I am delighted to host Sarah Pleydell today on her virtual book tour.
A graduate of Oxford and London Universities, Sarah Pleydell is an award-winning writer, performer and playwright who teaches English and writing at the University of Maryland. For the past twenty years, she has been a master teaching artist and arts integration specialist, working with institutions that include The Wolf Trap Institute for Early Learning Through the Arts, The Kennedy Center for the Performing Arts and the Luce Institute. In 2000, she won the American Association for Theatre Educators’ award for best book of the year with co-author Victoria Brown. Most recently she wrote the script and played the role of Isadora in Revolutionary: The Life and Times of Isadora Duncan with Word Dance Theater.
Based on her childhood in London, Cologne has been twenty years in the making. It has benefited from fellowships at the Virginia Center for the Creative Arts and input many generous and gifted writers.
COLOGNE
My writing sanctuary is the Jefferson Reading Room at the
Library of Congress in Washington DC, with its ornate dome and heady, erudite
atmosphere. This is where I squirelled myself away to compose the lion’s share
of my novel, Cologne. Cologne is set in London in nineteen-sixty; however, it refers
back and forth into the fifties and sixties as well as to pre and post war England and Germany,
and in particular to the Rhineland city of Cologne. Thus there was a lot territory
to cover in my research. Fortunately, I had a designated shelf in the LC and
could order up books with ease, but of course I had to locate and identify them
first. There was the rub!
Much of the quotidian setting for nineteen fifties Britain
derived from memory, as this was where I spent my childhood. Still I had to
check for accuracy and contemporaneity. There was many a British icon I had to
omit because the timing wasn’t quite right: for example, the Beatles!! I was
just grateful I could still include Spike Milligan and Harry Secombe, two of my
favorite comedians as well as “Come Dancing”, a television program I loved as a
child. One area that required more information were the motorcars of the period,
seeing as Jack Whitaker, my ante-hero, was so partial to a good-looking
car! I located an excellent manual and found
myself fascinated by the specifics such as the Rudge Whitworth tires on the white
Alvis Jack drives to Victoria Station to pick up the new German au pair, Renate von Hasselmann.

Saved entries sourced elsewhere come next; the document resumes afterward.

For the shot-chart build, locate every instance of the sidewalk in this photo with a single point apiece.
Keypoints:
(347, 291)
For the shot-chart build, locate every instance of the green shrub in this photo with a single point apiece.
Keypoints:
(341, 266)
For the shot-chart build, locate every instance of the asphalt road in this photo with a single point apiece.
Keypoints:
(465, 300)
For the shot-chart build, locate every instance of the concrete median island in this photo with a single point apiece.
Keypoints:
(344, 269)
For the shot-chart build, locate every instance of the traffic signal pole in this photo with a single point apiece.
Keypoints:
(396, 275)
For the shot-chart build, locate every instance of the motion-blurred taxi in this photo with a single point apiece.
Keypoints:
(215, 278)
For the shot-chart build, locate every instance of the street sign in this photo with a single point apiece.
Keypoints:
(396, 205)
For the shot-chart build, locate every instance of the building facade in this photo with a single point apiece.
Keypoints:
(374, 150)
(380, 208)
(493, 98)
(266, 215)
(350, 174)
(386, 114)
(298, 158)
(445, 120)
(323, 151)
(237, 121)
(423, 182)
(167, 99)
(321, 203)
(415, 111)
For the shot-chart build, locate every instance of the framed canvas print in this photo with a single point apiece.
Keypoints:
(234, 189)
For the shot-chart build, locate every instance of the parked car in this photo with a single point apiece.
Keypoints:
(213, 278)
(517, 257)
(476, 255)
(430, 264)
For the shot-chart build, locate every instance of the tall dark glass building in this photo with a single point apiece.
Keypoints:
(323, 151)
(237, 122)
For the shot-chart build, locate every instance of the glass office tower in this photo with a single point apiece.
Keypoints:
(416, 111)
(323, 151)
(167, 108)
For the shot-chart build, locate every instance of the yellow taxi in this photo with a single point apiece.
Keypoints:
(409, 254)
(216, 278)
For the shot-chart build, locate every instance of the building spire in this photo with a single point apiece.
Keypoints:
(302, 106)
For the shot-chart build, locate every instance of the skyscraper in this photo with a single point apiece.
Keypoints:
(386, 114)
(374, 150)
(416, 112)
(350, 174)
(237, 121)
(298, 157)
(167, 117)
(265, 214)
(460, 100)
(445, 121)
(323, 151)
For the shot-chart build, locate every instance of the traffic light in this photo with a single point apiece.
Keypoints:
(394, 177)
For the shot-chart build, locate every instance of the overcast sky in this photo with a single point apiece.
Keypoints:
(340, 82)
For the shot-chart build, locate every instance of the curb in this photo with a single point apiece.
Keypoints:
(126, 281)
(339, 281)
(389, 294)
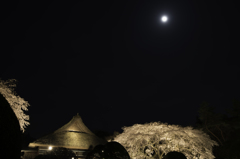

Flowers and butterflies are the symbolic underpinning of the
novel, so I had to be scrupulous as to when a species flowered or a butterfly
pupa hatched; these details were not always easy to pin down.
My research into the city of Cologne was more extensive. I have
never been to Germany let alone Koln (as
it is known in German with an umlaut over the ‘o’), and there were slim pickings in the LC, especially
if I wanted to read in English. I finally secured a travel guide from the
nineteen sixties that I hoped I could extrapolate from. It had all the
landmarks, street names as well as references to the museums and their
significant cultural artifacts. My research turned up a painting called the Virgin of the Roses, which was serendipitous
given how important roses were to the novel.
Still incorporating all these details required a lot imaginative
embellishment if I were to reinvent them to the post and pre war period. I
still wish I had found out more. I also read up on the kinder transport, the trains
that took Jewish children to Britain just before the war. I hoped I might
include a reference to them, but in the end none was apt. I wish there had been
an occasion as this material was so wrenching yet such a blessing given the alternate fate awaiting these
little ones. And the fate of children is such a pervasive theme in my own
novel.
Cologne: A Novel
Summary


4 comments:
Sounds like an awesome book.
Beverly, thanks for opening your blog up to Sarah today :)
It does, Beth. Historical fiction is one of my favorite subjects to read.
I enjoyed reading about Sarah and her story. Thanks for including me in her tour.